There’s an old saying in cyber-security: Identify the risks, mitigate the ones that are cost-effective to mitigate, and insure against the others. But a recent case out of an Ohio federal appeals court demonstrates that, while it may be easy to buy cyber-insurance, it may take the filing of a lawsuit to successfully file a claim once you have a loss. As a retailer, it may behoove you to take a good long look at all of your insurance policies, including the riders and exclusions. And in reading the policies, remember the words of Lewis Carroll’s Humpty Dumpty: “When I use a word, it means just what I choose it to mean: neither more nor less.”
In the aftermath of the hack of DSW’s computer systems by uber-hacker Alberto Gonzalez, the Columbus, Ohio, shoe chain attempted to recover some of its losses by filing an insurance claim for the theft. The hack was relatively straightforward: For two weeks in 2005, Gonzalez accessed the unsecured wireless network at a single DSW store and, through that store, hacked into the retailer’s core systems and stole payment-card numbers, account names and other information about 1.4 million customers at 108 different DSW stores.
In response to the breach, DSW incurred some major expenses, including the cost of investigating and mitigating the breach, notifying customers of the scope and extent of the breach, issuing credit reports, credit freeze and credit watch services for affected customers, and replacing credit, debit or other payment cards for hundreds of thousands of DSW customers, not to mention a series of lawsuits and FTC investigations that resulted in the institution of a compliance program and the payment of fines. The litigation alone cost DSW upwards of $4 million. DSW’s calculated losses exceeded $6.8 million—all from an unsecured wireless router at one store. Well, mostly from an unsecured wireless router at one store.
But DSW was lucky. The chain had bought a “Blanket Crime Policy” from National Union Fire Insurance Company (NUFIC). That policy included a rider specifically covering claims arising out of “computer fraud.” DSW promptly filed a notice of claim, and eventually filed a claim under the policy with NUFIC.
But NUFIC and DSW apparently read the policy completely differently. The insurance company claimed that the damages and losses were not covered. The policy covered “Loss which the Insured shall sustain resulting directly from the theft of any Insured property by Computer Fraud.” NUFIC argued that there was no “theft” of any property because, look, the credit-card numbers, personal information, etc., are all still there! They haven’t been “stolen” any more than your credit card is “stolen” when the clerk you hand it to looks at the number. Besides, NUFIC argued, the “losses” suffered by DSW were not “resulting directly” from the “theft” of the credit-card numbers but rather from the later misuse of those numbers. Only those losses that result directly from “theft” are covered.

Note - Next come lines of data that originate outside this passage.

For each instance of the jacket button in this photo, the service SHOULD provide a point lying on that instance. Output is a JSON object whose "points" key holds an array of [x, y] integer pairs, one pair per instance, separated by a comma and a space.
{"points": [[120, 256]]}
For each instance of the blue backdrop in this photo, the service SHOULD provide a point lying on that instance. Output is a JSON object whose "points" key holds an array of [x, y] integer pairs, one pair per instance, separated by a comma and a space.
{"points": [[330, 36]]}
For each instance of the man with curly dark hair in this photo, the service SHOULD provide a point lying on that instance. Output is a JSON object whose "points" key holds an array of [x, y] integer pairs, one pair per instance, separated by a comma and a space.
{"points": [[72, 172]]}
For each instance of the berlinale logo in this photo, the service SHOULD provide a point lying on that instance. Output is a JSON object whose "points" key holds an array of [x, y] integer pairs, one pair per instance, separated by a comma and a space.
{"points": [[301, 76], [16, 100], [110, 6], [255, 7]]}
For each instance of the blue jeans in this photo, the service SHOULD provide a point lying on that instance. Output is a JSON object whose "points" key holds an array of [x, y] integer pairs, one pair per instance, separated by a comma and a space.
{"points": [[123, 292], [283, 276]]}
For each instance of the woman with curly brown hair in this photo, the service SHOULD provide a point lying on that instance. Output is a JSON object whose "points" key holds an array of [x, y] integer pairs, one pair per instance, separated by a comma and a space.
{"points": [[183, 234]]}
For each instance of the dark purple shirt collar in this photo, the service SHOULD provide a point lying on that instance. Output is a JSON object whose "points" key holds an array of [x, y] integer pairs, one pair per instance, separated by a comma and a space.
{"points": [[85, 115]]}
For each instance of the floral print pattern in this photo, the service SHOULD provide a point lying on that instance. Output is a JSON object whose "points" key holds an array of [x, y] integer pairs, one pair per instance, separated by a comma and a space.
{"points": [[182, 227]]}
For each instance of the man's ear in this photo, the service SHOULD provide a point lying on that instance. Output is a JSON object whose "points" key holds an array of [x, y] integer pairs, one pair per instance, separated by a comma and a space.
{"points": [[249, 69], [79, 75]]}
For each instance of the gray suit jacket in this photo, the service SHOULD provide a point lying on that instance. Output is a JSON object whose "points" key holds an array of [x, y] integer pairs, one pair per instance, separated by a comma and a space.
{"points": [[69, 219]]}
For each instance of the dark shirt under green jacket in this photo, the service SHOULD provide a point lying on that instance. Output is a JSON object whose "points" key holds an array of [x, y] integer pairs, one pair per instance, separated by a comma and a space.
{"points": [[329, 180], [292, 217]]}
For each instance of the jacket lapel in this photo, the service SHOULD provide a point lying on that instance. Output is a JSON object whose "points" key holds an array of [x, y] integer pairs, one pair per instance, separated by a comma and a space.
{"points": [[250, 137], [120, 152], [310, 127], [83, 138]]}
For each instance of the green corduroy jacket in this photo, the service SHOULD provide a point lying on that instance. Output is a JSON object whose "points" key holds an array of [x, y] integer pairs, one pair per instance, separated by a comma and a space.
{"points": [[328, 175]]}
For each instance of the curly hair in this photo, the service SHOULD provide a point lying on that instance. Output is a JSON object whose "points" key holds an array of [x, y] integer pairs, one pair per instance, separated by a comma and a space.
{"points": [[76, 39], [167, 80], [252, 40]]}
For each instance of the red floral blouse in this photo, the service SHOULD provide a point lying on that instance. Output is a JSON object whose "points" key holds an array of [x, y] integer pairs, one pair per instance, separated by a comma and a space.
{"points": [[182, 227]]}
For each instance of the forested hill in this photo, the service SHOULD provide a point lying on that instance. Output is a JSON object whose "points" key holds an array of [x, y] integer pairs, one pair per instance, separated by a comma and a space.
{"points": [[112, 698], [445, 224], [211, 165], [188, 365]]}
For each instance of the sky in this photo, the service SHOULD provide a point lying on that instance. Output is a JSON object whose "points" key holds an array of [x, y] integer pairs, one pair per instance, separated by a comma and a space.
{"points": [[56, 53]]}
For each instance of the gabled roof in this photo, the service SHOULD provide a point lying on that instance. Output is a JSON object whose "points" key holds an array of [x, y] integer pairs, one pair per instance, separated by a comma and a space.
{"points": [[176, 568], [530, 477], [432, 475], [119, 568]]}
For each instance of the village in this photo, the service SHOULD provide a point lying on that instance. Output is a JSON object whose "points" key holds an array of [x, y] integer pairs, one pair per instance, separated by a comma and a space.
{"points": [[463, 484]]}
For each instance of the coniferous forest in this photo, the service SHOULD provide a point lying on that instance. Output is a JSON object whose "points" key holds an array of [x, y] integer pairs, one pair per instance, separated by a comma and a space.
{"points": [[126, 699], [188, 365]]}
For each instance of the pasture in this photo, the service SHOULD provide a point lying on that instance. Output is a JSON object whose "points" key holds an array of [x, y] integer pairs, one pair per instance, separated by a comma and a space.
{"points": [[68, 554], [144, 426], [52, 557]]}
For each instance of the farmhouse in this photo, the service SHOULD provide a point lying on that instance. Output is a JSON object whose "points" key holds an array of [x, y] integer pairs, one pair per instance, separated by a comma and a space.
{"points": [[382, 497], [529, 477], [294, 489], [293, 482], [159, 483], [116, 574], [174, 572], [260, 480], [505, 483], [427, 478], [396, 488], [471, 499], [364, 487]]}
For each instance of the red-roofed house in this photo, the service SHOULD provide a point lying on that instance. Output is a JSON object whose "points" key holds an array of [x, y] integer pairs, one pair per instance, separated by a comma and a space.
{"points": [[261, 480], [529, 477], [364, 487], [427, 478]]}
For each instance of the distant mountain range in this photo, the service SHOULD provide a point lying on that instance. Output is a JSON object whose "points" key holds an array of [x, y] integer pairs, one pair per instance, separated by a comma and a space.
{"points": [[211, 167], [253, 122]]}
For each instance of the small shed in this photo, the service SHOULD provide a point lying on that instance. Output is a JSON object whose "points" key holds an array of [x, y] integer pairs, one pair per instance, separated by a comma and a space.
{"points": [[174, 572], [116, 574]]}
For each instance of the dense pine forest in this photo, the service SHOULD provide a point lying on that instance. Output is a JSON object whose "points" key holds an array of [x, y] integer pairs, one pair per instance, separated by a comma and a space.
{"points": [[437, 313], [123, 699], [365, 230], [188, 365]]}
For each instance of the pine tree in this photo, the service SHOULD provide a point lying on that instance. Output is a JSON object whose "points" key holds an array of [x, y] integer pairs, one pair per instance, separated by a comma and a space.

The insurer also appeared to argue that the “property” stolen—consumers’ credit-card numbers—was not the “property” of DSW but instead belonged to the customers or to Visa/MasterCard. Because most of the costs were paid to third parties (the banks that reissued consumers’ credit cards) or on behalf of third parties (credit fraud watch services to consumers), these losses were “indirect” and, therefore, not covered by the policy. NUFIC argued that the phrase “resulting directly from” computer fraud refers only to the insured’s own loss and not to the insured’s vicarious liability to third parties (like banks and consumers), and it relied on a long line of Ohio and other cases that discussed fidelity bonds (covering employee dishonesty).
The Ohio Court rejected this approach.